Holiday in Pakistan (9): more of the Hunza Valley

Our last day (Wednesday) in the Hunza Valley was a very long one. We left the hotel at 8.45 am and I was finally back in my room at 10.30 pm after almost 14 hours.

The mountain-side road went through five tunnels – one very long indeed – built by the Chinese before we reached our first destinations: a view of the Passu Cones (a collection of high snow-capped peaks), a view of the Passu Glacier (receding fast as a result of global warming), and the Rainbow suspension bridge. I had fun crossing the bridge and back, carefully stepping across the gaps of about a foot and a half. 

Next stop was another suspension bridge, the Hosseini Bridge. This is at least twice as long as the Rainbow Bridge, but again I walked the full length and back. Alongside the bridge are zip wires and our guides and a few of the group returned across the river by one of these wires.

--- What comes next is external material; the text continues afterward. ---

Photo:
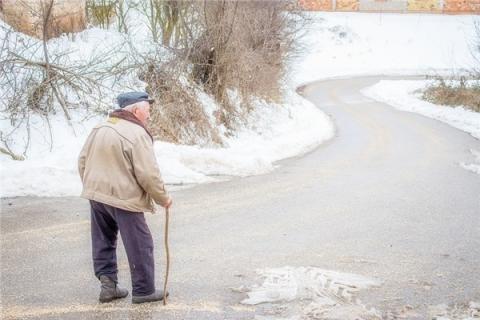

I didn’t bother because it was such a simple zip wire experience compared to the one I had in Costa Rica with 11 lengths. 

Lunch was at a bed & breakfast place called “Mokhsha” in a village called Gulmit. The local community has built a stone pathway of some 1600 steps from the village to the ruins of the Ondra Fort. We were driven to a point where it was about 600 steps to the top which is 2,770 metres (about 9,100 feet) high. It was a very tough climb, but we did it and the views were breathtaking. 

It was a short drive to our next experience. In January 2010, a landslide blocked the Hunza River and created Attabad Lake (also called Shishket Lake), resulting in 20 deaths and 8 injuries and effectively blocking about 16 miles (26 kms) of the Karakoram Highway. The new lake extends 19 miles (30 kms)  and rose to a depth of 400 feet (120 metres) when it was formed as the Hunza River backed up. We had a short ride on the lake. 

The final tourist stop of the day is called the Eagle’s Nest Viewpoint. There are no eagles, but there is a 360 degree view of high peaks in all directions, including six peaks over 7,000 metres (23,000 feet). And there was coffee at the “Hard Rock Hunza”. 

We did not return to our hotel but proceeded straight to dinner at a restaurant called “Odyssey” in a village called Dorkan. Pakistan is a ‘dry’ country, so we had drunk no alcohol for two weeks, but somehow at this restaurant we were offered “Hunza water” which is  a light red wine. 

After a good meal, we went out to the hotel’s garden for an informal cultural show. We were entertained by music, singing and dancing, all in the old Hunza traditions. Our guides urged us to take part in the final dance, but the British are a reserved people and only two of us did so. I represented my country with moves observed earlier and replicated to the best of my aged ability.

On Thursday, we left the Hunza Valley and, for about two hours, drove west and lower in altitude to the town of Gilgit. The only sight of the journey was the Kargah Buddha which is an archaeological location located about 6 miles outside of Gilgit. It is a carved image of a large standing Buddha some 50 feet (15 metres) high, in the cliff-face in Kargah Nala. The carving, which is in a style also found in Balistan, is estimated to date back to the 7th century.

After a quick lunch at our new hotel (the Gilgit Serena), we drove the short distance to the military grounds of the GB Rangers (this GB stands for Gilgit-Balistan) to view a polo match.  We didn’t have a clue what going on, but we met a retired local hero of the game called Bulbul Jan and we were feted – food, drinks, caps, and endless photographs and filming by local media. I was invited to throw the first ball of the match and one member of the group, Lisa Rowe, gave a television interview.